Sinking line. The magic of fly lines.

Advice: Getting fly line density, grain weight, and sinking line sorted out

My adult nephew asked me at a family cookout to explain the difference between the density of a fly line and the weight of a fly line. I gave the usual spiel of the first 30-feet and grains – borrowed from the ammo industry is the call on line weight, but fumbled the density explanation. Fortunately, I recalled Zack Matthews‘ explanation and chased it down.

—Skip Clement

Sinking lines are very confusing

The itinerant angler -Zach Matthews

By Zach Matthews / The Itinerant Angler 

This is because anglers have multiple competing weights and measures to consider when trying to dial in how exactly to get that fly to sink six feet underwater, which really doesn’t seem like such a hard problem, does it?

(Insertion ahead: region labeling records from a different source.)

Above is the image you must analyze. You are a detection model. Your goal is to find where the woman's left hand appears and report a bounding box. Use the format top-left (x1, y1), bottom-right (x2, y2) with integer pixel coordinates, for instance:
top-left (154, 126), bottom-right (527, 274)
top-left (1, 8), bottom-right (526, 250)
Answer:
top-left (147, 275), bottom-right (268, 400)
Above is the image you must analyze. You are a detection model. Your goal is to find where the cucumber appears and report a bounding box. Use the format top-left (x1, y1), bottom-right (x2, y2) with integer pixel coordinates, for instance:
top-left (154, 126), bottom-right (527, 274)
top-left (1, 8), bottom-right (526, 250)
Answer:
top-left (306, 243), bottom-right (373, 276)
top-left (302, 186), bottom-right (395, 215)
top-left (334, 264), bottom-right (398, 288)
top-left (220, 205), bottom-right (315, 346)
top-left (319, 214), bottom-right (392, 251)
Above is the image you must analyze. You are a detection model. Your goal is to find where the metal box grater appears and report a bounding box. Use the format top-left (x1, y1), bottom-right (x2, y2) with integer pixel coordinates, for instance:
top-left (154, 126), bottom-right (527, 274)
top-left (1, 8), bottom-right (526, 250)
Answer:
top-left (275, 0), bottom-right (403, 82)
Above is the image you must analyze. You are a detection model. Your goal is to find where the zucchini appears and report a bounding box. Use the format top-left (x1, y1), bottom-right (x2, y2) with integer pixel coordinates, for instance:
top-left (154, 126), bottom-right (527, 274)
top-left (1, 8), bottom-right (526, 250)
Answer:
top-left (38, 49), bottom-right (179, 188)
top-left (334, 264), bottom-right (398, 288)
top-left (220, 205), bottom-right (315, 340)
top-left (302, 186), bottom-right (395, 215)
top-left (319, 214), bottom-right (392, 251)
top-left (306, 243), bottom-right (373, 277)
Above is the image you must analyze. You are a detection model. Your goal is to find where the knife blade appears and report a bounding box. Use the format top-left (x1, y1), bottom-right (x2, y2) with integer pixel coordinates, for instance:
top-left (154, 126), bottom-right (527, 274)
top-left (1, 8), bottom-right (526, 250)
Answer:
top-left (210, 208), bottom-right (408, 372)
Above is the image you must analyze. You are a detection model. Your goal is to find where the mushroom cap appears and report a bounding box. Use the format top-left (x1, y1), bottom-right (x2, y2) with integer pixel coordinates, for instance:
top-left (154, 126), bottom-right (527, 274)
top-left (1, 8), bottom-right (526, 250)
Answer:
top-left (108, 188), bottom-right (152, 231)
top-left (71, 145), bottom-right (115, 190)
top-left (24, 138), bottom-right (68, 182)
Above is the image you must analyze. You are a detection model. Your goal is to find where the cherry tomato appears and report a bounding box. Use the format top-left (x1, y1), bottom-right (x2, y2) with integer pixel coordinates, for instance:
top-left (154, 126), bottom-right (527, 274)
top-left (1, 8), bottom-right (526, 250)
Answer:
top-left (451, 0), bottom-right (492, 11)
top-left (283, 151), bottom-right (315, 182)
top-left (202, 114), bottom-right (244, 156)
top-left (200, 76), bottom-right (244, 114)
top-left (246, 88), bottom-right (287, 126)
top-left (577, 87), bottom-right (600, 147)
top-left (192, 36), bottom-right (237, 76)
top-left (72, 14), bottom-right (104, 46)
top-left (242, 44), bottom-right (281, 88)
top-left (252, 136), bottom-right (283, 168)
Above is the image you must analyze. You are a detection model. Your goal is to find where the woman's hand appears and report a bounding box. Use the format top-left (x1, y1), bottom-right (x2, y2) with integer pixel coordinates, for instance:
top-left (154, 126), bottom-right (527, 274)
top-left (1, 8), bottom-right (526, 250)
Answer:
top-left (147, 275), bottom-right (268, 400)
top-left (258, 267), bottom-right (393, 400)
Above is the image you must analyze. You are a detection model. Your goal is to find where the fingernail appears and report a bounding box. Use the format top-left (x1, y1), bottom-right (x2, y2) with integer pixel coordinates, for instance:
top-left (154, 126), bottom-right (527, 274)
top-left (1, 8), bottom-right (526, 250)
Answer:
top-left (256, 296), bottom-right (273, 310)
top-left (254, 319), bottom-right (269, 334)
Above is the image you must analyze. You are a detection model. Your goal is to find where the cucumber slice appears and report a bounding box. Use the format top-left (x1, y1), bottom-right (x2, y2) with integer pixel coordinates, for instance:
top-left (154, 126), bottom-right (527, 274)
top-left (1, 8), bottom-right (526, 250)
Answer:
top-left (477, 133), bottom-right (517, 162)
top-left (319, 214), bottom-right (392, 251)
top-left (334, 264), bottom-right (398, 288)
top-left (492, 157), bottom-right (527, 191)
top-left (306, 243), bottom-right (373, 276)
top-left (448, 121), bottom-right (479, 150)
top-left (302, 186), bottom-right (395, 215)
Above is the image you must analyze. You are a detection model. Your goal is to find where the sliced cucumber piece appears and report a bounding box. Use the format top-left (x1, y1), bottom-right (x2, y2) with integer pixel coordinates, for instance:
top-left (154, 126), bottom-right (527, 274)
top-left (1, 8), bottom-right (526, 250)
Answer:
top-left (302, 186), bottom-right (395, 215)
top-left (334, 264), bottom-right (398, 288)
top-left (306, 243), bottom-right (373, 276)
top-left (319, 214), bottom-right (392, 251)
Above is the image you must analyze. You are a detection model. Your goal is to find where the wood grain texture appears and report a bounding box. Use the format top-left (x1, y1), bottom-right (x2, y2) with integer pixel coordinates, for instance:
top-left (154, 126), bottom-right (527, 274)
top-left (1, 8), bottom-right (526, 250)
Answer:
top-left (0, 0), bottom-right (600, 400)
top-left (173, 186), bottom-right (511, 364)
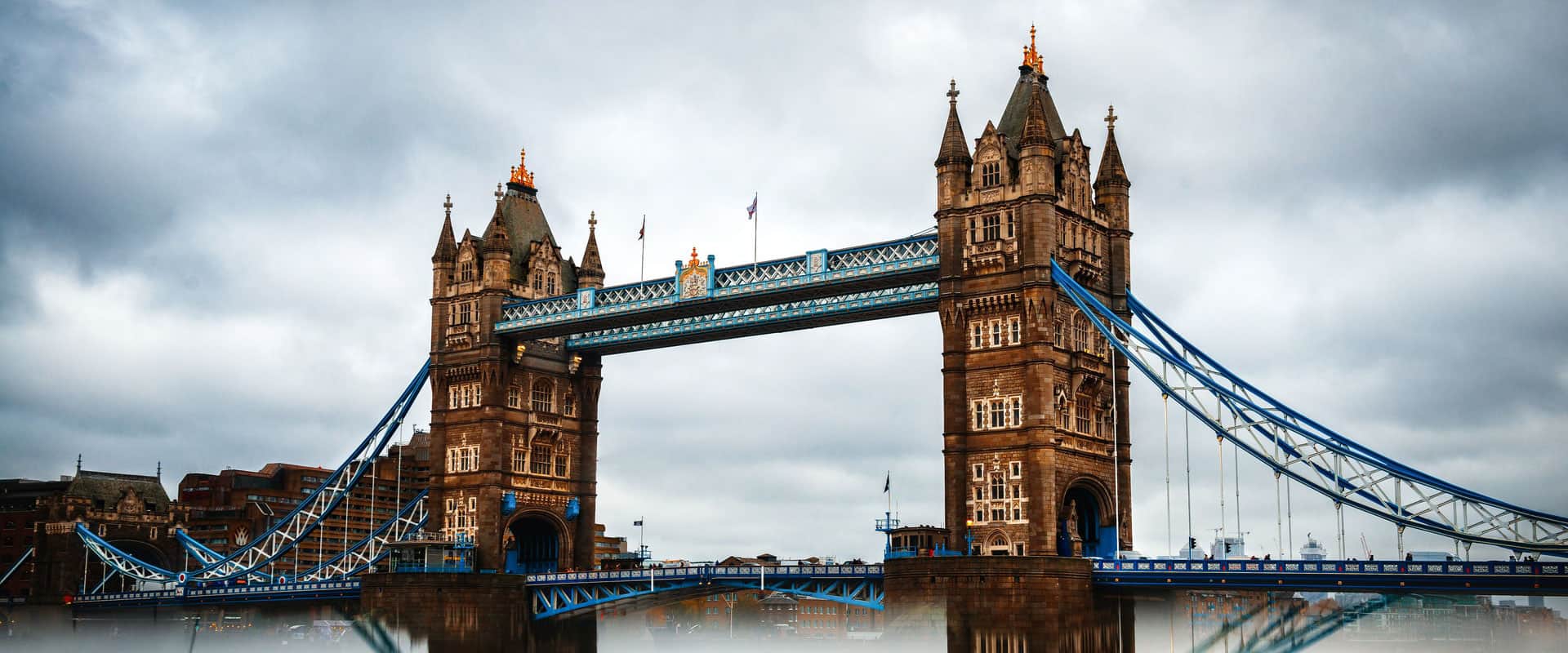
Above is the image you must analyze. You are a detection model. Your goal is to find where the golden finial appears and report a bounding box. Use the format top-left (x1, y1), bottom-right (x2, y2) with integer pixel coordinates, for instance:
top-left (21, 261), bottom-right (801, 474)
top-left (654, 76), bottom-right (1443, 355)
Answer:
top-left (1024, 24), bottom-right (1043, 72)
top-left (511, 149), bottom-right (538, 188)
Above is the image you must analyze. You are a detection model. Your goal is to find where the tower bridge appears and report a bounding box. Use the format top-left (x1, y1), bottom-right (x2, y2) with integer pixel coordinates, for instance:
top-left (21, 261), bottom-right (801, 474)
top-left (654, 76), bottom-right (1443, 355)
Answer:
top-left (55, 29), bottom-right (1568, 617)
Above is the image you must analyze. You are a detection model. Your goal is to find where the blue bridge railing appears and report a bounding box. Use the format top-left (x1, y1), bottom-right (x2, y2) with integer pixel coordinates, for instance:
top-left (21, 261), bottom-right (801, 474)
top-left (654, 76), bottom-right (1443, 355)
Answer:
top-left (496, 235), bottom-right (939, 346)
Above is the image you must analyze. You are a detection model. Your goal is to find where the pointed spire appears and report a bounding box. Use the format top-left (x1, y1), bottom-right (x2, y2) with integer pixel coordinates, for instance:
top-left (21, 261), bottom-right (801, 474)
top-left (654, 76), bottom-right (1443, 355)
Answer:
top-left (511, 149), bottom-right (539, 188)
top-left (936, 80), bottom-right (973, 166)
top-left (484, 203), bottom-right (511, 255)
top-left (1022, 24), bottom-right (1045, 72)
top-left (1018, 92), bottom-right (1050, 147)
top-left (1094, 106), bottom-right (1132, 188)
top-left (430, 194), bottom-right (458, 263)
top-left (577, 211), bottom-right (604, 288)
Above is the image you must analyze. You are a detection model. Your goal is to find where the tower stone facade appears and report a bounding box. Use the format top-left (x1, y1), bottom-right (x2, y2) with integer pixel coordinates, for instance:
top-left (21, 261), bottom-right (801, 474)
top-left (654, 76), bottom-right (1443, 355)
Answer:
top-left (430, 151), bottom-right (604, 571)
top-left (936, 29), bottom-right (1132, 556)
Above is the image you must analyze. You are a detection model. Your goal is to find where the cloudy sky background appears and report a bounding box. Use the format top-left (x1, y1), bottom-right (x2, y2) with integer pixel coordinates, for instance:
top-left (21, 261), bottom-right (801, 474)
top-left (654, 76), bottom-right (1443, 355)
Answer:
top-left (0, 2), bottom-right (1568, 559)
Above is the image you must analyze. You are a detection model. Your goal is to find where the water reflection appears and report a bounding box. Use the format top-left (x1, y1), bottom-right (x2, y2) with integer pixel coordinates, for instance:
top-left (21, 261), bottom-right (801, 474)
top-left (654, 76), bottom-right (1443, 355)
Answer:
top-left (0, 592), bottom-right (1568, 653)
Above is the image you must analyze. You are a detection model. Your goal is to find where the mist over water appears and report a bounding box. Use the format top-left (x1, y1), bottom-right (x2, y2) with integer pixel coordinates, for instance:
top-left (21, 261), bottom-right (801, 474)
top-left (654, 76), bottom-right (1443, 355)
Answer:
top-left (0, 590), bottom-right (1568, 653)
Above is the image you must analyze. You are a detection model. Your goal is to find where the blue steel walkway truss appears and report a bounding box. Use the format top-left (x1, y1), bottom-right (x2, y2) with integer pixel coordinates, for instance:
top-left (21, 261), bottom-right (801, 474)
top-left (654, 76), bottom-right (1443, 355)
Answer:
top-left (528, 566), bottom-right (883, 619)
top-left (496, 235), bottom-right (939, 354)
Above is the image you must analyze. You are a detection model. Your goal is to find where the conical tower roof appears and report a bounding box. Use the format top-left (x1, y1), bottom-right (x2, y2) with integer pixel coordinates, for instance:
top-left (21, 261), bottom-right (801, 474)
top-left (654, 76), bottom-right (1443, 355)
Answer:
top-left (577, 211), bottom-right (604, 280)
top-left (996, 66), bottom-right (1068, 153)
top-left (430, 194), bottom-right (458, 263)
top-left (936, 80), bottom-right (973, 166)
top-left (483, 203), bottom-right (511, 255)
top-left (1094, 106), bottom-right (1132, 188)
top-left (1018, 92), bottom-right (1052, 145)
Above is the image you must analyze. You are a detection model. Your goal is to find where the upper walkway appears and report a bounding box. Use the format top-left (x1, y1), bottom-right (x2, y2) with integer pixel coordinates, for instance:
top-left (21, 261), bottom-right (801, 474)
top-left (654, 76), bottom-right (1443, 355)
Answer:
top-left (496, 233), bottom-right (939, 354)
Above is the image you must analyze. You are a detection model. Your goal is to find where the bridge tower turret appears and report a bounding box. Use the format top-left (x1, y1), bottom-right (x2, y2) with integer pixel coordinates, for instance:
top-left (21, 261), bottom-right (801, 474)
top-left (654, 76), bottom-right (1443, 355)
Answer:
top-left (426, 147), bottom-right (604, 571)
top-left (936, 29), bottom-right (1130, 556)
top-left (936, 80), bottom-right (975, 210)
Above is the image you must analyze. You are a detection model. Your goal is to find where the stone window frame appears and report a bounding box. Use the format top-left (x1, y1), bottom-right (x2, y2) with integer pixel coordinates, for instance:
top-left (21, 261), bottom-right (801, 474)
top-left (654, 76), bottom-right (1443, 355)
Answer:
top-left (980, 213), bottom-right (1002, 242)
top-left (561, 385), bottom-right (577, 416)
top-left (528, 442), bottom-right (555, 476)
top-left (1072, 394), bottom-right (1094, 435)
top-left (530, 377), bottom-right (555, 413)
top-left (980, 158), bottom-right (1002, 188)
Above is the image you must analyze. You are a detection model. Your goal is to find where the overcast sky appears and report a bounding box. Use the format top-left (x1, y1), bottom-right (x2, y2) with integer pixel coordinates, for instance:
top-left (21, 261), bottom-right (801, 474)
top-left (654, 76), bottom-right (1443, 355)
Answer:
top-left (0, 2), bottom-right (1568, 559)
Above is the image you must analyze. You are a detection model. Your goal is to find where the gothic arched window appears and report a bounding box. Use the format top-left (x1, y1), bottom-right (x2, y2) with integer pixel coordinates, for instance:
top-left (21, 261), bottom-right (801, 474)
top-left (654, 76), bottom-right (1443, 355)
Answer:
top-left (533, 379), bottom-right (555, 413)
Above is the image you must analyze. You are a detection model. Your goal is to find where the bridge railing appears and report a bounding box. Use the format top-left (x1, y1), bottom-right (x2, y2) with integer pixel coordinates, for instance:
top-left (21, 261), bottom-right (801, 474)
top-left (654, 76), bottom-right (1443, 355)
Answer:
top-left (496, 235), bottom-right (938, 331)
top-left (527, 566), bottom-right (883, 586)
top-left (1094, 561), bottom-right (1568, 578)
top-left (72, 578), bottom-right (359, 605)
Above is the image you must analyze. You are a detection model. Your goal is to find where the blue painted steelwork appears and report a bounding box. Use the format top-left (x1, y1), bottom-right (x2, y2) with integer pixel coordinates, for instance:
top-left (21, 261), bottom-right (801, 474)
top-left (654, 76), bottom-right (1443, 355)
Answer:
top-left (1052, 261), bottom-right (1568, 554)
top-left (1093, 561), bottom-right (1568, 595)
top-left (496, 235), bottom-right (939, 348)
top-left (527, 566), bottom-right (884, 619)
top-left (72, 578), bottom-right (359, 607)
top-left (0, 547), bottom-right (38, 586)
top-left (77, 358), bottom-right (430, 583)
top-left (566, 282), bottom-right (938, 351)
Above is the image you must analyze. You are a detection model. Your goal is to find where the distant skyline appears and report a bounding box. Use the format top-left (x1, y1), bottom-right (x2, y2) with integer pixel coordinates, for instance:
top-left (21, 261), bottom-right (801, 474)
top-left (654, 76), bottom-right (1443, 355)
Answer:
top-left (0, 2), bottom-right (1568, 559)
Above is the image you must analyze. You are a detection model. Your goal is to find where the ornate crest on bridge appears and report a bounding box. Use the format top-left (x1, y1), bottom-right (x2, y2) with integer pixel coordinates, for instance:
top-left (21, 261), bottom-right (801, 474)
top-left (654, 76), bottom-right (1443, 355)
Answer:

It helps to understand, again, the difference between density and weight.  Fly lines are marketed by line weight, for example, an “eight weight” line.  This is a measurement of how many “grains” of weight the front thirty feet of a line has  (a “grain” is an old term borrowed from the ammunition industry, where one grain weighs about two one-thousandths of an ounce).

Although there are standards as to what number of grains of weight in the front thirty feet constitutes such-and-such a “line weight”, for these purposes you only need to remember that how much a line weighs has nothing to do with how fast it sinks.

Heavy fly lines

After all, you can buy a “12 weight” line that floats, even if it might snap a 2 weight rod if you were daring enough to try to cast such a heavy line on such a light rod.

Sink rate, instead of being a measurement of how much the line weighs, is a function of how dense the line is.  In other words, how much mass is crammed into a given amount of volume.

Generally speaking the swifter or deeper the water, the faster the sinking line you will need

See, volume is the key, here: a 2 weight floating line is very, very skinny, whereas a 12 weight floater is as thick as dry macaroni.  Although it may be heavy, that thick floating line contains enough air in the form of hollow glass microspheres to remain afloat, sort of like a heavy metal battleship.  A sinking line, meanwhile, is always very narrow, even in a 12-weight size.  This is why sinking lines across the board are narrower than floating lines; not only do they have less volume than a floater, but what volume they do have is packed with heavy metal dust (typically tungsten) instead of empty, hollow spheres.

When picking out a sinking line, follow a two-step process

First, match the “line weight” to the rod weight; for example, a modern eight weight sinking line should go with a modern eight weight fly rod.  Now that the line is matched to the rod for casting purposes, you can throw out all further consideration of weight, and instead consider how fast you want the line to sink.  Type VI sink tips are very dense, and thus sink at a faster rate than Type I sink tips, which are not as dense.